I had to go to work on a Friday to hear a job talk. This going to campus on a Friday has happened before but not usually for the whole day. Or the four hours of the day.
For some reason, this semester has been so much less productive writing-wise than last semester even though last semester I taught 4 days a week and had just moved here. I was in a bit of a panic then, and less so now, but I really should have been able to devote Tuesdays, Thursdays and Fridays to writing work. Perhaps April will reveal a new energy and dedication to that vein of the work since after talking to Dean and Chair, the scholarly element of the job is where they would like us to shine.
I suppose I'm less in a writing panic because of the grant but also because I finally found an agent who loves my book. Flat out loves it. So rare. No weird side critiques. No but's or if onlies. She's an angel even if she doesn't sell it. I always write more when I've been rejected, which is sick and means I need to focus on the my failures.
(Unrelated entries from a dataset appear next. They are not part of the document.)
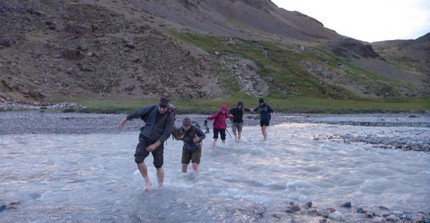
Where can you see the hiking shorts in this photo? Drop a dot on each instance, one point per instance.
(221, 132)
(237, 125)
(191, 155)
(264, 123)
(141, 153)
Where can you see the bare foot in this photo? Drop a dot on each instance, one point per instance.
(148, 184)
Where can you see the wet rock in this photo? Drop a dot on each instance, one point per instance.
(392, 218)
(6, 42)
(325, 213)
(378, 220)
(337, 215)
(130, 45)
(347, 205)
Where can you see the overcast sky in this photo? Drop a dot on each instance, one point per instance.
(367, 20)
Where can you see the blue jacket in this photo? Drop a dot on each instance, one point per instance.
(265, 112)
(154, 131)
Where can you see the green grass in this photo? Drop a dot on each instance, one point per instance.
(280, 66)
(285, 105)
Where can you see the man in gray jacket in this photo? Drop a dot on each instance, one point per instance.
(158, 127)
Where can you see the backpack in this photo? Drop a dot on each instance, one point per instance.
(173, 109)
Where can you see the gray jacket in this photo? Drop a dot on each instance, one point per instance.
(154, 131)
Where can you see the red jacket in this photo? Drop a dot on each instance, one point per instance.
(220, 121)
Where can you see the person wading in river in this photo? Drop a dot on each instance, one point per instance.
(219, 123)
(237, 120)
(265, 115)
(158, 127)
(192, 149)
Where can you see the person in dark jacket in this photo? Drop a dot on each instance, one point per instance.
(219, 123)
(265, 115)
(237, 120)
(158, 127)
(192, 149)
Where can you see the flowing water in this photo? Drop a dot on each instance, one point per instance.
(93, 177)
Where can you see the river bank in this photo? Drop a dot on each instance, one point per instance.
(314, 168)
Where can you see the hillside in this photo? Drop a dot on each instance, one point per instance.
(188, 49)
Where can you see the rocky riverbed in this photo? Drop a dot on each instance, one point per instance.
(407, 134)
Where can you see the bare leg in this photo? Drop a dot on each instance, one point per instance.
(196, 167)
(184, 168)
(144, 171)
(160, 176)
(264, 131)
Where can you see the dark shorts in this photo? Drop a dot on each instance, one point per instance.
(191, 155)
(141, 153)
(221, 132)
(237, 126)
(264, 123)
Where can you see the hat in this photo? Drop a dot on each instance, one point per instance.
(164, 100)
(186, 121)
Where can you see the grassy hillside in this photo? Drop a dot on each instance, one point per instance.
(296, 70)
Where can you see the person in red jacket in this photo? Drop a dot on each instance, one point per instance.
(219, 123)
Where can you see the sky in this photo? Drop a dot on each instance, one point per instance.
(367, 20)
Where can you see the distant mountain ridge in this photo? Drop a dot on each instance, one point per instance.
(193, 49)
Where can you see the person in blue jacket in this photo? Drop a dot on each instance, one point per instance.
(265, 115)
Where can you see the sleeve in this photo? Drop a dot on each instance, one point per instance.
(212, 117)
(200, 133)
(138, 113)
(168, 129)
Speaking of which, I sent out my book of poems again. I checked out the book to see if this one poem that I hate is still in there. I think of taking it out all the time but for some reason, don't. I went to check it out. It's title is the problem. "The Intersection of French and German" is so pretentious. But the poem itself isn't bad. It's about belly-buttons. How bad could that be. So I sent the book off with one more period that it had before but otherwise the same as always. The rejection should be in the mail already.
So now my self-doubt has been relegated to teaching. One of my students, late on a Monday night in the parking lot on campus, suggested that I teach poetry via grammar. I thought he had an interesting point. I tried not to be defensive and to hear why he thought that was a successful method--he'd done a lot of reading about workshops and was interesting in teaching soon and in the near future. Still, I thought it a bit of an odd suggestion though possibly workable idea. It did make me think about different possibilities to teach workshop. As I've mentioned before, I've had some good workshop teachers and some mediocre ones but I don't think a perfect model has been demonstrated to me.
I'm trying to shake things up at the end of the semester just to experiment about how to make the students more responsive and responsible to each other. Although I don't know if talking about prepositions is the way to develop a methodology, as my one student suggested, but it may be a manner that would make the workshop less formulaic. So I divided my class in half and will have them workshop more fewer pieces more slowly. After the writer has been thoroughly critiqued, she'll come tell me what her workshoppers thought, what she found helpful, what she still needed help thinking through and how it might affect her revision. This second part might be the trickiest part--taking the student out of the workshop for a small conference and asking her to recapitulate what she heard but I think the students will pay attention differently, which, if nothing else, will be a small sign of success.
The hardest part for me about teaching is logistics--some of my ideas seem great until I put them into play and realize that whoops I forgot to account for the 17 contingencies and the desire for students to know exactly what's going to happen every day for the whole semester. I suppose I will take the risk to shake things up at the expense of the students feeling comfortable. Perhaps it will even work.